Renal magnesium handling is a little different than other ions in that the primary site of reabsorption is not the proximal convoluted tubule. Rather, the majority of Mg reabsorption occurs in the thick ascending limb (TAL). The key protein is termed paracellin, or claudin-16, which forms channels in the paracellular barrier which allows passage of the divalent cations Ca2+ and Mg2+. Thus, mutations in paracellin can result in both urinary Ca and urinary Mg wasting.
Ca2+ & Mg2+ reabsorption via the paracellular route is also linked to Na reabsorption. Recall that the Na/K/2Cl loop-sensitive Na channel is responsible for Na reabsorption in the TAL; although this is an electroneutral transporter, the backleak of K via ROMK channels creates a positive lumenal potential that drives Ca2+ and Mg2+ paracellular transport. This is why addition of a loop diuretic can lead to Ca2+ and Mg2+ wasting in the urine.
Some Mg reabsorption also takes place in the distal convoluted tubule (DCT) via a transcellular transport mechanism in which Mg is taken up via an apical Mg channel called TRPM6. It has recently been determined that epidermal growth factor receptor (EGFR) signaling is required for proper trafficking of TRPM6. Mutations in TRPM6 (causing the genetic disorder “hypomagnesemia with secondary hypocalcemia“) as well as mutations in EGF can both therefore lead to urinary magnesium wasting.

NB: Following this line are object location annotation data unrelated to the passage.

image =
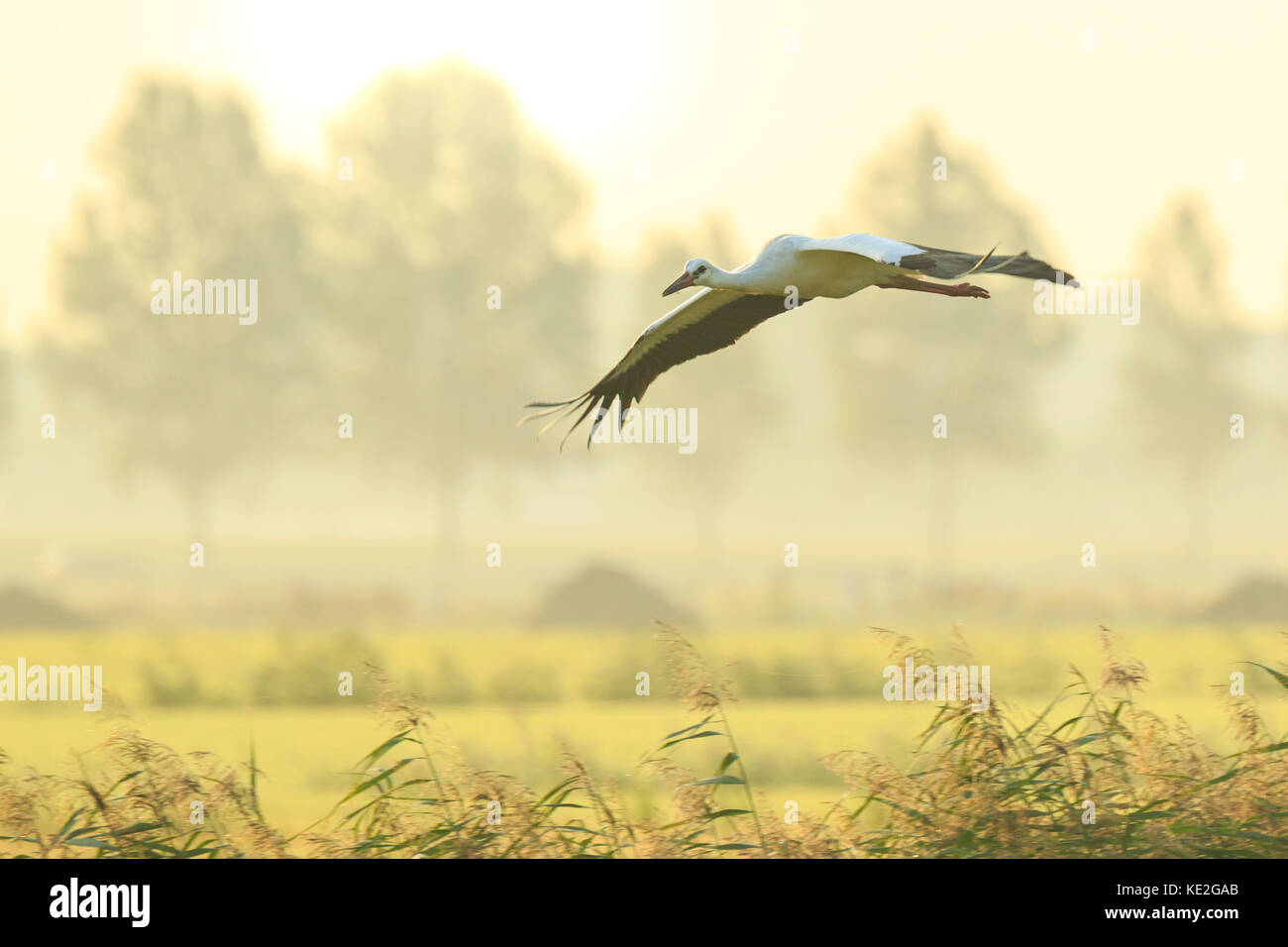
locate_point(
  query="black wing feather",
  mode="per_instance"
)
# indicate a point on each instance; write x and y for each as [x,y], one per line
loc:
[652,356]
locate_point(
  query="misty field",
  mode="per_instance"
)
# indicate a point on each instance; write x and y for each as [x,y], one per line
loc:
[518,709]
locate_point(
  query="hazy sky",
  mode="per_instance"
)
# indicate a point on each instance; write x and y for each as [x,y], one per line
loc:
[760,110]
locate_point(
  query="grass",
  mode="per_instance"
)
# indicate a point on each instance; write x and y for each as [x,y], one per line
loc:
[1094,774]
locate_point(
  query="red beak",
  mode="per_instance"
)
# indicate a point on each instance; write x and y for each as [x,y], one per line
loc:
[684,281]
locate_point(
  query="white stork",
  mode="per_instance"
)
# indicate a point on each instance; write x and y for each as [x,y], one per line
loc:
[785,274]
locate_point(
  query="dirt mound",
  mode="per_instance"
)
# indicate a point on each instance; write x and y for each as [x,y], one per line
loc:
[604,595]
[1257,598]
[21,608]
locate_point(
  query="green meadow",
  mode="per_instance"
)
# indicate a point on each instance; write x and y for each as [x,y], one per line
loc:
[518,703]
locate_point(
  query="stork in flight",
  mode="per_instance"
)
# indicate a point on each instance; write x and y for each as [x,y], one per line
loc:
[787,273]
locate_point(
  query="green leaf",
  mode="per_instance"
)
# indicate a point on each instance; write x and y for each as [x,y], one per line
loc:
[719,781]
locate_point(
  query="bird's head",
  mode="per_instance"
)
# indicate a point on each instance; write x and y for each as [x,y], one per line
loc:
[696,273]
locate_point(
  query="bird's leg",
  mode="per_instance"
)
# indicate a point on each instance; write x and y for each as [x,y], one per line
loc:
[907,282]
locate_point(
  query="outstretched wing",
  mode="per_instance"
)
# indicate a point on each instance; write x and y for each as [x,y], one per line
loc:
[708,321]
[938,264]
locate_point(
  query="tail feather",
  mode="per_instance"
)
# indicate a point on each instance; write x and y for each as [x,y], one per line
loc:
[949,264]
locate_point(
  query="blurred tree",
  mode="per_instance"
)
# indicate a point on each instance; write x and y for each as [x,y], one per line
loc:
[456,274]
[1183,372]
[187,395]
[901,359]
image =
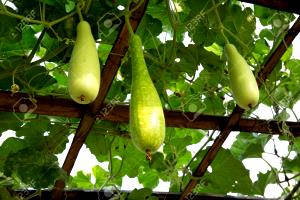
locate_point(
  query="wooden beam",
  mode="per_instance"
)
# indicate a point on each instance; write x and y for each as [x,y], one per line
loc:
[292,6]
[238,112]
[51,106]
[106,195]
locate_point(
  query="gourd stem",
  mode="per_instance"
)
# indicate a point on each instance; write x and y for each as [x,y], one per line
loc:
[220,23]
[130,30]
[79,12]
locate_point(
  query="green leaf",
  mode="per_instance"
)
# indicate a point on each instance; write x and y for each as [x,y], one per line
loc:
[9,121]
[228,175]
[262,182]
[36,168]
[148,30]
[149,179]
[97,144]
[249,145]
[141,194]
[157,162]
[81,180]
[101,176]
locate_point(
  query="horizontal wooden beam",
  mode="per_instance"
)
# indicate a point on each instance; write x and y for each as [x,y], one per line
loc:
[292,6]
[47,105]
[106,194]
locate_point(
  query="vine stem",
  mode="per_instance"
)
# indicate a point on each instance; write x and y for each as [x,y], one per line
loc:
[127,16]
[294,190]
[130,30]
[78,9]
[221,26]
[196,155]
[137,6]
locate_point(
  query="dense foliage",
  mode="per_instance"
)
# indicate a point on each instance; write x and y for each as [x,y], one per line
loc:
[188,77]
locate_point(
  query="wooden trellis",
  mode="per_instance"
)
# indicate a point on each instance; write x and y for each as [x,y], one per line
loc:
[89,114]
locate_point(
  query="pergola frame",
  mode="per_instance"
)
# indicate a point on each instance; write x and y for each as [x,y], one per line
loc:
[53,106]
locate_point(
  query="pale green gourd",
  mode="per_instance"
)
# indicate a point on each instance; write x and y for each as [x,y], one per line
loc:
[84,72]
[147,122]
[242,81]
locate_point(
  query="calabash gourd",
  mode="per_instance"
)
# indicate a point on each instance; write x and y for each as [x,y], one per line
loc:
[147,122]
[84,72]
[242,81]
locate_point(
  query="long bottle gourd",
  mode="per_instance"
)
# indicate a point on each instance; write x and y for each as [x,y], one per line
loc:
[242,81]
[147,122]
[84,72]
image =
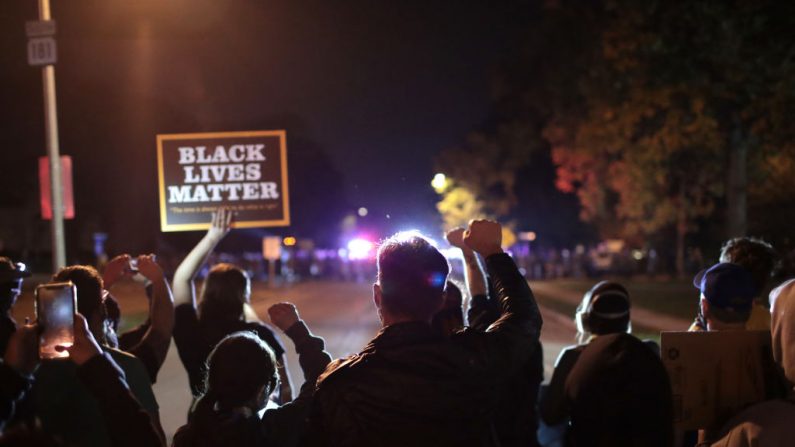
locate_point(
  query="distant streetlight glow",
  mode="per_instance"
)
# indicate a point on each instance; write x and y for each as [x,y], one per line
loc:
[359,249]
[439,182]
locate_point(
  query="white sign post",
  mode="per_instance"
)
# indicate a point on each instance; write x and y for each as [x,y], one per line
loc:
[272,251]
[42,52]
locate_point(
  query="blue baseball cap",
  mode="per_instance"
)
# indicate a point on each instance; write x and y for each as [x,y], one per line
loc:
[727,286]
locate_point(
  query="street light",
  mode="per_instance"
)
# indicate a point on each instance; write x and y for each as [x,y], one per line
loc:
[439,182]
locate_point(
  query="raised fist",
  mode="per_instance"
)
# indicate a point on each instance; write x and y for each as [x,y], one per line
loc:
[456,238]
[149,268]
[283,315]
[116,269]
[221,223]
[484,236]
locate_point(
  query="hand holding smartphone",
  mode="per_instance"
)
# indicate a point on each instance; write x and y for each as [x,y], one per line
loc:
[56,304]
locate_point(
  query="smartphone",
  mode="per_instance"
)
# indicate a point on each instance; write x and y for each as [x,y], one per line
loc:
[55,312]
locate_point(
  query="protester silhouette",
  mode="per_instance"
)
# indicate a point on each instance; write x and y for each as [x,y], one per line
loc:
[126,423]
[59,399]
[771,423]
[150,340]
[11,276]
[411,385]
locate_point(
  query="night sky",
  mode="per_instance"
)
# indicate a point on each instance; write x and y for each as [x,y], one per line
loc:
[377,88]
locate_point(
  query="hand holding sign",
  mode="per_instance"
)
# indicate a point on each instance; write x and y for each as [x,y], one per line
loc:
[221,224]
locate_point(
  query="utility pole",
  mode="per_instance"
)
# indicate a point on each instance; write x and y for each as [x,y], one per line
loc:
[53,152]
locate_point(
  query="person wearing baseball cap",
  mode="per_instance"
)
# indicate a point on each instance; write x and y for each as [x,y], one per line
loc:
[11,275]
[727,296]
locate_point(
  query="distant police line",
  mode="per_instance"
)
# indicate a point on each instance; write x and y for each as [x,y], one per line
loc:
[204,172]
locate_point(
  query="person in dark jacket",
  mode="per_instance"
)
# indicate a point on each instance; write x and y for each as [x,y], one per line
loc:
[516,418]
[241,376]
[126,422]
[221,310]
[637,407]
[150,340]
[411,386]
[59,399]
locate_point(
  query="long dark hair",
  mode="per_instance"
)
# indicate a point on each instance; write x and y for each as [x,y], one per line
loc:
[223,296]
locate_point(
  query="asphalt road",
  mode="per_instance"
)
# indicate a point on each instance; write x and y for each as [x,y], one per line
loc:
[340,312]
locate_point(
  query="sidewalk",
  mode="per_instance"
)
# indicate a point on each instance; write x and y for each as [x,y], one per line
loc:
[640,316]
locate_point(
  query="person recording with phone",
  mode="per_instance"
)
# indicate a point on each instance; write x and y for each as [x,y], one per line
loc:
[149,341]
[125,421]
[61,402]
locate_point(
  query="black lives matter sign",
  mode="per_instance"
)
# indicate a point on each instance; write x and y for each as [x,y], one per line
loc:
[243,171]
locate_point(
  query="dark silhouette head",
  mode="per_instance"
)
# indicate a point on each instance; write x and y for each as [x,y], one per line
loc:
[411,278]
[226,290]
[754,255]
[11,275]
[90,302]
[604,310]
[241,372]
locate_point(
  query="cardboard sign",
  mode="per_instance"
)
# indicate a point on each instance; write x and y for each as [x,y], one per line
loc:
[271,248]
[714,375]
[45,192]
[243,171]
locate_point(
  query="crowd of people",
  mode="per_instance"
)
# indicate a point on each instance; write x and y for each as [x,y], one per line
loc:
[454,364]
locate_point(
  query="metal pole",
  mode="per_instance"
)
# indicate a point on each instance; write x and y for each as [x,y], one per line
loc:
[53,152]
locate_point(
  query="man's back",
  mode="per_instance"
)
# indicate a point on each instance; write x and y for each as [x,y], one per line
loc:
[410,386]
[619,395]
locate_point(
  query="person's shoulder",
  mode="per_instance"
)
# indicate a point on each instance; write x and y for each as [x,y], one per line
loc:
[183,436]
[120,356]
[129,363]
[340,369]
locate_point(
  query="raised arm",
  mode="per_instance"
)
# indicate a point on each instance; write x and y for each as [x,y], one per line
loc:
[127,422]
[481,311]
[184,291]
[519,325]
[16,379]
[157,338]
[284,426]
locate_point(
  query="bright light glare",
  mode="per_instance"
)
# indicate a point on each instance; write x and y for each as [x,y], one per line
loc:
[359,249]
[439,182]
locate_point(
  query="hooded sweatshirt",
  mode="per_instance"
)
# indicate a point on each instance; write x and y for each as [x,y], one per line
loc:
[771,423]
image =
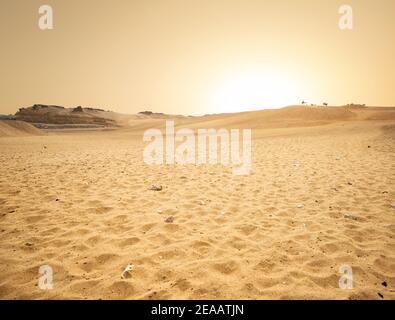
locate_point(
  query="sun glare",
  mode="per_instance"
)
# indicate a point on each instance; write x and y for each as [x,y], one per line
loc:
[245,92]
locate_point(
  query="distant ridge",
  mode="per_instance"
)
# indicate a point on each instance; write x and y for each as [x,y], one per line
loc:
[52,114]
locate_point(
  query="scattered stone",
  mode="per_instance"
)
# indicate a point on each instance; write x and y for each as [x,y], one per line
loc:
[380,295]
[155,187]
[350,216]
[127,272]
[169,220]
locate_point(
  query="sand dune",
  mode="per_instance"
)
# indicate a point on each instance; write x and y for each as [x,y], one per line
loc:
[319,197]
[12,128]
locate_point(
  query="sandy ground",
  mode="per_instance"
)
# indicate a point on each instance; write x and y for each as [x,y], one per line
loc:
[80,202]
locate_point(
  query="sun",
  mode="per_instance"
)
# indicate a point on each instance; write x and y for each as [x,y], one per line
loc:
[253,91]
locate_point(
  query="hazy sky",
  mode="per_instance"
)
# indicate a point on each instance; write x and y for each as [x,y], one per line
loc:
[196,56]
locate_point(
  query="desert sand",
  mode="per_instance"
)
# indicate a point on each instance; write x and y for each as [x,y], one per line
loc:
[319,196]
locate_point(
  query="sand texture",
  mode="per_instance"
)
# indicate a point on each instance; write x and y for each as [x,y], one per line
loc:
[319,196]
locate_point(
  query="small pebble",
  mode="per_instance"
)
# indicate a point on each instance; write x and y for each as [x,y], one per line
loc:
[169,220]
[350,216]
[156,187]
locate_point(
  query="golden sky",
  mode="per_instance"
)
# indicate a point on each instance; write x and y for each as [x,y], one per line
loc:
[196,56]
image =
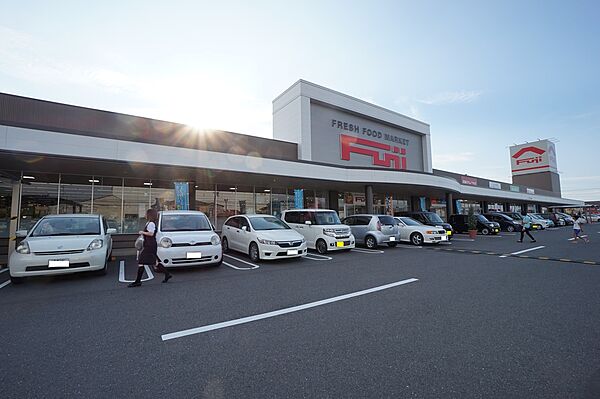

Gitelman’s Syndrome (caused by mutations in the thiazide-sensitive Na channel in the distal convoluted tubule) also results in chronic renal Mg wasting. Finally, an autosomal dominant-inherited dominant negative mutation in the Na-K ATPase also mysteriously results in isolated Mg wasting.
By the way, the image above (entitled “Magnesium Dice“) is from an electron micrograph of some magnesium oxide crystals.